HELLLO : SAME PRICE CATEGORY. At least in Germany. The yare not in the same performance category, exactly that is my point. That's why Nissan is raising the bar. How can you not understand this ?
I see watch you're saying, but it's ridiculous. Prices are different around the world. The "bar" could be raised by many different cars then in different performance brackets.
Same with cars like the Ariel Atom. Of course that "car" would win almost every performance comparison, it is not really sth you would want to drive every day to work with. I mean, some people would, but you know what I mean.
True, I see that. But still in the modifying argument, someone could say, I'll spend a couple more thousand make it at least somewhat comfortable (in the Ultima).
It is so simple : Take 80k$. Now go and try to find the fastest stock car for that amount of money. Go to a Porsche dealer, go to BMW.Then go to Nissan. Of course you also might end up with a Z06. But not with a Porsche.
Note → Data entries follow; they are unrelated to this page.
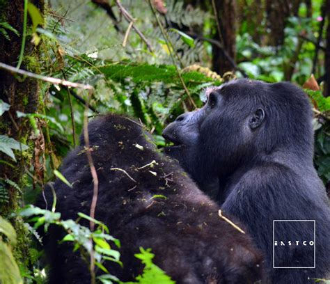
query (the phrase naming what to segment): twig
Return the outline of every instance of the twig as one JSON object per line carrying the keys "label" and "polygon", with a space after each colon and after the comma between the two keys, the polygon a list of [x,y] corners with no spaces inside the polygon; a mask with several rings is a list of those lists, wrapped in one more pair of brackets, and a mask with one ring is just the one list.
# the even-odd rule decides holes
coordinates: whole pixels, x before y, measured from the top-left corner
{"label": "twig", "polygon": [[8,65],[5,63],[0,62],[0,69],[3,69],[5,70],[9,71],[11,73],[19,74],[23,76],[26,76],[31,78],[37,79],[38,80],[45,81],[46,82],[49,82],[54,84],[67,86],[72,88],[78,88],[84,90],[93,90],[93,88],[91,85],[84,85],[79,83],[70,82],[69,81],[62,80],[61,79],[53,78],[46,76],[40,75],[38,74],[32,73],[31,72],[23,70],[22,69],[17,69],[15,67]]}
{"label": "twig", "polygon": [[74,23],[77,22],[77,21],[74,21],[74,19],[68,19],[65,17],[59,16],[58,15],[53,14],[52,13],[45,12],[45,14],[50,15],[51,16],[54,17],[57,17],[58,19],[66,19],[67,21],[72,22]]}
{"label": "twig", "polygon": [[237,225],[235,224],[234,223],[233,223],[230,220],[229,220],[228,218],[225,217],[223,214],[222,214],[222,212],[221,210],[219,210],[218,211],[218,215],[220,216],[220,218],[222,218],[223,220],[225,220],[227,223],[229,223],[233,227],[234,227],[236,230],[239,230],[239,232],[241,232],[243,234],[245,234],[245,232],[242,230]]}
{"label": "twig", "polygon": [[26,39],[27,6],[28,6],[28,0],[24,0],[24,17],[23,17],[23,34],[22,35],[21,51],[19,52],[18,63],[17,63],[17,65],[16,66],[17,69],[19,69],[19,68],[21,67],[21,64],[23,62],[23,57],[24,56],[25,41]]}
{"label": "twig", "polygon": [[126,33],[125,33],[124,40],[123,41],[123,47],[125,47],[126,46],[126,43],[127,43],[128,35],[129,34],[129,31],[131,31],[133,24],[133,21],[132,21],[128,25],[128,28],[126,31]]}
{"label": "twig", "polygon": [[[89,227],[91,228],[91,231],[94,230],[95,223],[93,219],[95,219],[95,208],[96,204],[97,203],[97,195],[99,191],[99,180],[97,178],[97,173],[96,173],[96,169],[94,166],[94,163],[93,162],[93,157],[92,154],[91,152],[91,150],[89,148],[89,136],[88,136],[88,104],[91,97],[92,96],[93,89],[90,90],[88,92],[88,97],[86,101],[85,104],[85,111],[84,111],[84,139],[85,141],[85,146],[87,148],[88,150],[86,152],[87,159],[88,161],[89,168],[91,168],[91,173],[93,178],[93,198],[92,203],[91,204],[91,210],[89,213],[89,216],[92,218],[89,223]],[[91,239],[91,265],[90,265],[90,269],[91,269],[91,282],[92,284],[95,283],[95,258],[94,255],[94,249],[93,245],[93,239]]]}
{"label": "twig", "polygon": [[[179,77],[179,79],[180,79],[180,81],[181,82],[181,84],[182,85],[182,87],[184,89],[184,92],[186,93],[187,95],[188,96],[188,97],[189,98],[189,100],[190,102],[191,102],[191,104],[194,106],[194,107],[195,109],[197,109],[197,106],[195,104],[195,102],[194,102],[194,100],[192,99],[191,97],[191,95],[190,95],[190,93],[188,90],[188,88],[187,88],[187,86],[186,84],[184,84],[184,81],[183,81],[183,79],[182,79],[182,77],[181,76],[181,73],[179,70],[179,68],[178,68],[177,65],[176,65],[176,63],[175,63],[175,60],[174,59],[174,57],[173,56],[173,54],[172,54],[172,50],[173,50],[173,48],[171,48],[171,47],[170,46],[170,40],[169,40],[169,38],[168,36],[166,36],[166,33],[164,29],[164,26],[162,24],[162,23],[160,22],[159,21],[159,19],[158,18],[158,16],[152,6],[152,4],[151,3],[151,1],[150,0],[148,0],[148,2],[149,2],[149,6],[150,6],[150,8],[151,8],[151,10],[152,11],[152,13],[154,14],[154,16],[156,18],[156,20],[157,20],[157,22],[158,24],[158,26],[159,26],[159,29],[162,31],[162,33],[163,35],[163,37],[165,40],[165,42],[166,43],[166,45],[167,45],[167,48],[168,49],[168,52],[170,53],[170,56],[171,56],[171,58],[172,59],[172,61],[173,63],[173,65],[175,68],[175,70],[176,70],[176,72],[178,73],[178,76]],[[172,47],[173,47],[173,45],[172,45]]]}
{"label": "twig", "polygon": [[[44,111],[44,116],[46,116],[46,110],[45,109],[45,104],[42,102],[42,109]],[[55,168],[55,162],[54,161],[53,157],[53,148],[52,147],[52,141],[50,139],[50,134],[49,134],[49,129],[48,127],[48,123],[46,123],[45,129],[46,131],[46,141],[48,146],[48,151],[49,151],[49,159],[50,159],[50,167],[52,170],[54,171],[56,168]]]}
{"label": "twig", "polygon": [[313,59],[313,68],[312,68],[312,74],[315,74],[315,68],[316,68],[316,61],[317,61],[317,57],[318,57],[318,54],[319,54],[319,49],[320,49],[320,44],[321,43],[321,40],[322,37],[322,31],[323,31],[323,27],[324,26],[324,22],[325,22],[325,13],[327,12],[327,0],[324,0],[324,3],[322,6],[322,21],[320,23],[320,26],[319,26],[319,36],[317,40],[317,45],[315,45],[315,53],[314,54],[314,58]]}
{"label": "twig", "polygon": [[[66,80],[65,73],[64,71],[61,70],[62,74],[63,75],[63,78]],[[71,114],[71,123],[72,125],[72,139],[73,139],[73,147],[76,148],[76,127],[74,125],[74,115],[73,113],[73,106],[72,106],[72,102],[71,101],[71,92],[70,90],[70,88],[67,88],[68,90],[68,99],[69,100],[69,104],[70,104],[70,112]]]}
{"label": "twig", "polygon": [[110,168],[110,171],[120,171],[124,173],[129,178],[129,180],[132,180],[135,183],[137,183],[137,182],[133,178],[132,178],[126,171],[123,170],[123,168]]}
{"label": "twig", "polygon": [[[66,90],[68,90],[69,88],[68,87],[66,87],[65,86],[64,87]],[[84,100],[81,97],[80,97],[79,95],[77,94],[76,92],[74,92],[74,90],[71,90],[70,91],[70,94],[74,97],[77,100],[78,100],[82,104],[84,104],[84,106],[86,105],[86,104],[87,104],[87,102],[86,102],[85,100]],[[95,108],[94,108],[93,106],[92,106],[91,105],[90,105],[89,104],[88,104],[88,109],[91,109],[92,111],[96,113],[98,113],[99,112],[96,110]]]}
{"label": "twig", "polygon": [[223,40],[222,39],[221,29],[220,27],[220,22],[219,22],[218,10],[217,10],[217,6],[215,4],[214,0],[212,0],[212,6],[213,8],[213,12],[214,13],[215,22],[217,22],[217,29],[219,33],[219,39],[220,40],[221,45],[223,46]]}
{"label": "twig", "polygon": [[149,164],[147,164],[146,165],[142,166],[140,168],[138,168],[138,170],[141,170],[142,168],[146,168],[147,166],[153,166],[154,164],[157,164],[157,162],[155,160],[151,161]]}
{"label": "twig", "polygon": [[[121,14],[124,16],[124,17],[126,19],[126,20],[129,22],[131,23],[132,22],[134,22],[133,17],[132,17],[129,13],[126,10],[126,9],[121,4],[120,1],[119,0],[116,0],[116,4],[118,6],[119,10],[120,11]],[[143,36],[143,34],[139,30],[136,26],[134,24],[132,24],[132,27],[133,29],[136,32],[136,33],[139,35],[139,36],[141,38],[141,39],[146,43],[146,45],[148,47],[148,49],[150,52],[152,52],[152,48],[151,47],[151,45],[149,43],[148,40],[146,38],[146,37]]]}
Exactly. This will all come down to brand snobbery. Nissan only sells the GT-R at $70K because they know brand snobs won't pay any more because it's a Nissan. But they also know any lower, and they may not make a lot of profit off it (again, not that Nissan needs to).
Because Poverty2.0 will find some way to bring up an Audi, somehow, and avoid the responses to the price argument he brought up.
I didn't bring prices into this, and don't believe they should be included as they have been. And how would I or anyone else need to be bringing the RS6 into this? That's completely ridiculuous. The RS6 is going be a $100K Sports Wagon.